Mr. Moehn has one brother, Henry Moehn, residing in Burlington, and a sister, Mrs. Zachmyer, at Pleasant and Central Avenues. In 1873 he built a home at 1119 Spring Street, where he still resides, and there have been born to him and Mrs. Moehn five children, as follows: Edward, a graduate of the Academy of Our Lady of Lourdes and of Elliott's Business College, who is a stenographer and typewriter in the morel packing house at Ottumwa; Nellie, residing in the old family home in Arch Street, who is the wife of Gephart Moehn, employed in Mr. Moehn's cooperage works; Anna, who died at the age of nineteen years; Frank, a graduate of the Academy of Our Lady and of Elliott's Business College, who is a stenographer and typewriter in the offices of the Rock Island Railway at Burlington; and Mamie, who is a member of the parental household. All the children have received excellent educational advantages in the Catholic parochial schools.

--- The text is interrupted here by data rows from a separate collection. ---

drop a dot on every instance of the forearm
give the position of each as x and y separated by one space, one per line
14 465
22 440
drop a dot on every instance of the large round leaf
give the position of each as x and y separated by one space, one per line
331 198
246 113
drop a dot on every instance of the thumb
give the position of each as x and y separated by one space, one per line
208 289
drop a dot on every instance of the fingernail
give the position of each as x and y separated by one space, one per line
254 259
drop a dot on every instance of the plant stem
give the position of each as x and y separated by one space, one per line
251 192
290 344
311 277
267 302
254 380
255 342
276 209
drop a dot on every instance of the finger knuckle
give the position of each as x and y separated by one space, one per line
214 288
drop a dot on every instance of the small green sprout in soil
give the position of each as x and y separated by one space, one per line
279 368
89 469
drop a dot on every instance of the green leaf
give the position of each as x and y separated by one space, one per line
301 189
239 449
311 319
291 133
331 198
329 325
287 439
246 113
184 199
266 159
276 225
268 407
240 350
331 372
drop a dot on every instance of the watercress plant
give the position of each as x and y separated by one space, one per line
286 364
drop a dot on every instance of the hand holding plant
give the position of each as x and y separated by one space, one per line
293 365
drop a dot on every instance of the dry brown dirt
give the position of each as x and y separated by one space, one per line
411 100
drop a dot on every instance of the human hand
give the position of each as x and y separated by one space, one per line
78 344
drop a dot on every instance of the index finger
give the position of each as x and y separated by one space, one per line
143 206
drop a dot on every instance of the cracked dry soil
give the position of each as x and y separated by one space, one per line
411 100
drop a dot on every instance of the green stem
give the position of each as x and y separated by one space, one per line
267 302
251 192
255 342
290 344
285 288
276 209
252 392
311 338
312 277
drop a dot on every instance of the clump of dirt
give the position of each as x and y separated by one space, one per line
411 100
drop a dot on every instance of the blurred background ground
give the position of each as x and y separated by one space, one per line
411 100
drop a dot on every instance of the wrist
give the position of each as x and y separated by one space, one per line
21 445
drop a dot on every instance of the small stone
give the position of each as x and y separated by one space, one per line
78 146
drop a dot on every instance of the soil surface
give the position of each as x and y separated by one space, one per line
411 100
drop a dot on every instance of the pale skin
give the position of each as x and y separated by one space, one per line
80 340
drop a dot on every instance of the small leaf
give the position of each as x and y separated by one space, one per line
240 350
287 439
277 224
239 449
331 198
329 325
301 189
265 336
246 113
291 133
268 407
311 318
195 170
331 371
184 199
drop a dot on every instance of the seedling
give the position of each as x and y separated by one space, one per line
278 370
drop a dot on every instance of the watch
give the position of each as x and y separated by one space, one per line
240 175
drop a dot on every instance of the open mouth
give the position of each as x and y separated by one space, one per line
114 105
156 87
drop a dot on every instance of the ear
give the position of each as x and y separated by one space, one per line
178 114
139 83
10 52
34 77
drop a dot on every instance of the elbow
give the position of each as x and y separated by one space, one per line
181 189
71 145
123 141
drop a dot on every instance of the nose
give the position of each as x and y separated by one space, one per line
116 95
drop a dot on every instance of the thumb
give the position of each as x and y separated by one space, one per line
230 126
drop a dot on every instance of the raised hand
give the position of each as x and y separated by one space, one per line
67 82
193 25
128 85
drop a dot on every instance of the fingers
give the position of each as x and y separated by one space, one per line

Although Mr. Moehn's father was a Republican and cast his first ballot for Abraham Lincoln in 1860, he is himself a member of the Democratic party, in the soundness of whose tenets he is a thoroughgoing believer, and for whose success at the polls he has always been a zealous and constant worker; and in recognition of his valuable services he has been the recipient of many honors at the hands of his party and fellow-citizens. As chairman of primaries and member of the county central committee and the city Democratic committee, he has marked influence in politics, while for five years he was alderman from the second ward of the city of Burlington, during which time he consistently discharged the duties of his office with credit to himself and to the entire satisfaction of his constituents, who repeatedly expressed at the polls their confidence in his ability and integrity. As a member of the council he held the important positions of chairman of the general improvement committee, the sewer committee, the railroad committee, and the building committee, in all of which his influence and advice were of conspicuous benefit to the municipal government and assisted materially in the solution of many vexing problems of administration. He was also member of the fire, police, and other committees, and in politics, and feels a great interest in all public affairs.
Mr. Moehn is a man of plain and simple tastes hard-working and devoted to the direction of his affairs; but at the same time his sound business judgment and shrewd appreciation of opportunity have made him highly successful in a pecuniary way, a worthy representative of the business interests of Burlington, and his honesty and uprightness have won him the respect of all who know him and made him many friends.